The detained men's ages range from 18 to 33, and a document filed in a detention hearing says they shared apartments in groups of four or five. The document says one of the men has taken three years to do a one-year flight-school course, and one of the school's flight paths was over Pickering nuclear-power generators, east of Toronto.

And two men who told police they were taking a walk on the beach when officers stopped them at 4 a.m. in April near the power station turned out to be associates of the 19 men.

The document says all of the men came from Pakistan to Canada within the past five years and told immigration authorities they were going to attend Ottawa Business College -- a school that authorities now say existed only on paper.

Ontario Premier Ernie Eves said the case "certainly gives one cause for concern" and asked the federal government to step up security -- and ban flights over his province's nuclear reactors.

Provincial Security Minister Bob Runciman said federal groups are hogging vital antiterror information. He added he would review the integrity of Ontario's 500 private colleges and push for more control of the immigration system.

Federal officials are minimizing the arrests. "According to the RCMP there is currently no known threat to national security related to this investigation," said Dan Brien, a spokesman for Solicitor-General Wayne Easter.
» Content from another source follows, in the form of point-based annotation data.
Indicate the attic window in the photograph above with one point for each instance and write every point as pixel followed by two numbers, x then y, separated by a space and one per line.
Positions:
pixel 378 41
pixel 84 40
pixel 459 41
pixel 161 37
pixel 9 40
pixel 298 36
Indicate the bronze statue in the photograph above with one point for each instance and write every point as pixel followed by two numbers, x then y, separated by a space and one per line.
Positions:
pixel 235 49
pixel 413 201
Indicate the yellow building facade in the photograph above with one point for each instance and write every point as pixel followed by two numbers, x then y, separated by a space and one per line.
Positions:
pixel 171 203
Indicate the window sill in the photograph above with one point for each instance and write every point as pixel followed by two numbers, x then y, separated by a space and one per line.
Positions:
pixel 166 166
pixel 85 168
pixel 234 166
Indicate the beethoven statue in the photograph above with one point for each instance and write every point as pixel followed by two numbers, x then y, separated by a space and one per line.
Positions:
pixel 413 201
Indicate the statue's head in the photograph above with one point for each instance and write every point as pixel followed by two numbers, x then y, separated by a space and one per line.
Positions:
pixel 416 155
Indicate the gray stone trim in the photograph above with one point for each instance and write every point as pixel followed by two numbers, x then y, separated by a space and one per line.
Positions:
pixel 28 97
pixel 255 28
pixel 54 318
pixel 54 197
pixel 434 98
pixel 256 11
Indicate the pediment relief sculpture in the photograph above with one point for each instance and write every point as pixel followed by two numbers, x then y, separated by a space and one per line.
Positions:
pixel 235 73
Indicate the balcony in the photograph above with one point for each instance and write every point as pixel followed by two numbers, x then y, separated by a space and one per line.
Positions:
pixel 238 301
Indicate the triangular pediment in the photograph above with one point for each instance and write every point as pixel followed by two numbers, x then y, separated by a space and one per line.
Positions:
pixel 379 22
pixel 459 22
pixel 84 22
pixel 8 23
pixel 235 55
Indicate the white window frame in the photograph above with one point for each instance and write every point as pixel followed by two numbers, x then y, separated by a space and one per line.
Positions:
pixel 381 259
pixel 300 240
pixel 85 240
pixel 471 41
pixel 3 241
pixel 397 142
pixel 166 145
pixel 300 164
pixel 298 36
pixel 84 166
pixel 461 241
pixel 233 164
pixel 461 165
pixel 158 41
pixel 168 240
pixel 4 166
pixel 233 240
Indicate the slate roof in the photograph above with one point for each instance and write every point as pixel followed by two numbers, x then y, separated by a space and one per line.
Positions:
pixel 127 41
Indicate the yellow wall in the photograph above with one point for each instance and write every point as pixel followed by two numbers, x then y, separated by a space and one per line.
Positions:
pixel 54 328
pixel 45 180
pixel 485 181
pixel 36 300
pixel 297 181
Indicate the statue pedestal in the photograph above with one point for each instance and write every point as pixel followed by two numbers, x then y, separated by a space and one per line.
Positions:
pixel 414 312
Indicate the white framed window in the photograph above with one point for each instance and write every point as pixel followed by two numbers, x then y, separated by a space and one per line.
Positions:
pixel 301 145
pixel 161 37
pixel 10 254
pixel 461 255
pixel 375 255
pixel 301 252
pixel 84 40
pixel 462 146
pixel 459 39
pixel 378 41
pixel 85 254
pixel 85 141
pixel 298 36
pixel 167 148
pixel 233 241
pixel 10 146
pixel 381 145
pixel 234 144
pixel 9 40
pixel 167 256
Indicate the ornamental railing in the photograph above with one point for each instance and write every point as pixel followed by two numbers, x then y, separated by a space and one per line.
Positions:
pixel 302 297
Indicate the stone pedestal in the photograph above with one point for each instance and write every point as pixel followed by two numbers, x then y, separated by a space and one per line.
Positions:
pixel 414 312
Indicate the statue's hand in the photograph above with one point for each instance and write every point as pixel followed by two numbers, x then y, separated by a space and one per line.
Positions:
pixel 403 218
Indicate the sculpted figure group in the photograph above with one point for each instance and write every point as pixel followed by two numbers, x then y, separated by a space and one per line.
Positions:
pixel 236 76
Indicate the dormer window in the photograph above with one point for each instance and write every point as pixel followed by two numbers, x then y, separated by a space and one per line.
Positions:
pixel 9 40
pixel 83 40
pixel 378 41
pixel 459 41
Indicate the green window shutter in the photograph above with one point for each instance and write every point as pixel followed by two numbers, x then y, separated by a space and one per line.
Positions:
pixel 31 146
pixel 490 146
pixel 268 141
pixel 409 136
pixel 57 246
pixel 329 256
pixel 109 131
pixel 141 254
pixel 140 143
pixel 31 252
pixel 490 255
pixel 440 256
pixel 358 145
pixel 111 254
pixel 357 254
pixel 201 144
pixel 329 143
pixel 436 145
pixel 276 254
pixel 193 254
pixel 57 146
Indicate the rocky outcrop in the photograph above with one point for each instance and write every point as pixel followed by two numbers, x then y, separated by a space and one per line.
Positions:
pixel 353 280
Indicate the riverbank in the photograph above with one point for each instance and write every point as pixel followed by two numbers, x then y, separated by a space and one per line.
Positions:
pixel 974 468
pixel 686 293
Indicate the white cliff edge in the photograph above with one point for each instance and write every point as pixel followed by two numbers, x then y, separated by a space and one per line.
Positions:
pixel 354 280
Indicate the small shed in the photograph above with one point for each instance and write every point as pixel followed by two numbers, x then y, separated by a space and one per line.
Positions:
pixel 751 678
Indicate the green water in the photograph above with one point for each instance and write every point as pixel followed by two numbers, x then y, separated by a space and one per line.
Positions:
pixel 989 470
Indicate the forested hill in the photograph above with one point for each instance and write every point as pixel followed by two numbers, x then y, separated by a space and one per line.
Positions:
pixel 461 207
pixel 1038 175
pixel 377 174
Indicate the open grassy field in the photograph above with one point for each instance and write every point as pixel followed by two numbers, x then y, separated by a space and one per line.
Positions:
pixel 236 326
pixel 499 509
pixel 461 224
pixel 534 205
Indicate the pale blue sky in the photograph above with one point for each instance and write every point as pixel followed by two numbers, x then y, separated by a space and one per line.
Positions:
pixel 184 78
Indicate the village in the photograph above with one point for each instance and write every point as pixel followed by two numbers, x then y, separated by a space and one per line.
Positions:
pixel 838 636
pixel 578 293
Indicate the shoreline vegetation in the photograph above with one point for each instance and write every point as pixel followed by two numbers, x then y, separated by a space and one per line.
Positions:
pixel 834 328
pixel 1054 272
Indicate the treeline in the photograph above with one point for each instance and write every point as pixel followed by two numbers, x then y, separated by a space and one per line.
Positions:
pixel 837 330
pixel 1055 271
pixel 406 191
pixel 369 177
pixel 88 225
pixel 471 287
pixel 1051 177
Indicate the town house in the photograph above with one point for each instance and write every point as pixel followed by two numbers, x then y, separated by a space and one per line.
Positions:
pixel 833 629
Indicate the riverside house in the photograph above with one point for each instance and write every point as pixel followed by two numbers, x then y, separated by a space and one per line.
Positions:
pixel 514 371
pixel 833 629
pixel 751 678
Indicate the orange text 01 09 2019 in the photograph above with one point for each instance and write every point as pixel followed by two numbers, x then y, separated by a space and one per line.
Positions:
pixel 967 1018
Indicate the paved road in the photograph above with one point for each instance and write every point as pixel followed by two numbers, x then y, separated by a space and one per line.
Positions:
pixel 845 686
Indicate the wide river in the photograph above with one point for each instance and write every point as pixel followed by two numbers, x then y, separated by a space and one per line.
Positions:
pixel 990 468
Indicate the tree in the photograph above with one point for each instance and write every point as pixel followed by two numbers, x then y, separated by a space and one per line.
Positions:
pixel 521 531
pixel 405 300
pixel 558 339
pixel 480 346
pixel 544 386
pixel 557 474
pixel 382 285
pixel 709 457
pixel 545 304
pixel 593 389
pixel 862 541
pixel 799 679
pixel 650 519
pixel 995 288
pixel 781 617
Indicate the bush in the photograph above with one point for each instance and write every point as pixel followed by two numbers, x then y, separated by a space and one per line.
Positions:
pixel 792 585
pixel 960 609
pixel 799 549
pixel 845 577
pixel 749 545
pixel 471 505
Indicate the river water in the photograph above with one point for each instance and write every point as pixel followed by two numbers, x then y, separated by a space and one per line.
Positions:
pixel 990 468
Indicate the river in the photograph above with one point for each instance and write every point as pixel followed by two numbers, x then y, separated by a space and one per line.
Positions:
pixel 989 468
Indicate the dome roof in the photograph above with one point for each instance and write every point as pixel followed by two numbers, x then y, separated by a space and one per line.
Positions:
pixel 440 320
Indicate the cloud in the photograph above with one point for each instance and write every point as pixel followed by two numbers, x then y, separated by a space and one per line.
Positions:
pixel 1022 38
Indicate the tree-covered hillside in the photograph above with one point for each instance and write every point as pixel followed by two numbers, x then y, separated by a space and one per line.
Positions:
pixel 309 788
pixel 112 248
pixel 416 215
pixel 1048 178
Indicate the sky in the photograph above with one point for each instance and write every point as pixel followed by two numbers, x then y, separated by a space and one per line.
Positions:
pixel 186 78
Yet, national security is being invoked to keep the men in a provincial jail in Milton, Ont. "Based upon the structure of this group, their associations, and connected events, there is a reasonable suspicion that these persons pose a threat to national security," the document says.

A detention-review hearing is slated for next week. Mohammed Syed, a lawyer for two brothers who are suspects, said his clients are being held on "flimsy" evidence. Officials are accusing another one of the 19 of casing the CN Tower as a target, he said.

The document says that the operation that led to the men's arrests, Project Thread, started with a tip from Mexico City early this year, when a Canadian immigration officer there said the application of a student for permanent residency in Mexico was suspicious, because no trace of the Ottawa Business College could be found. Authorities determined the school sold academic documents to students who never attended any classes, the document said.

And after seizing 400 student files, investigators said at least 31 people used the school as grounds for entering Canada. All were Pakistani men, most of whom had middle-class backgrounds but no apparent incomes. They arrived as students between 1998 and 2001.

The document says the men lived spartan lives, sharing apartments furnished with mattresses, computers and little else. After the Sept. 11, 2001, attacks, an RCMP hot line received tips about them.

The document says two apartments had unexplained fires; and a shotgun was fired at another apartment associated with the men. Police say one apartment had pictures of guns and airplane schematics lining one wall.

Officers say that they have three vanloads of evidence to sort though and that one member of the group has admitted to making false documents.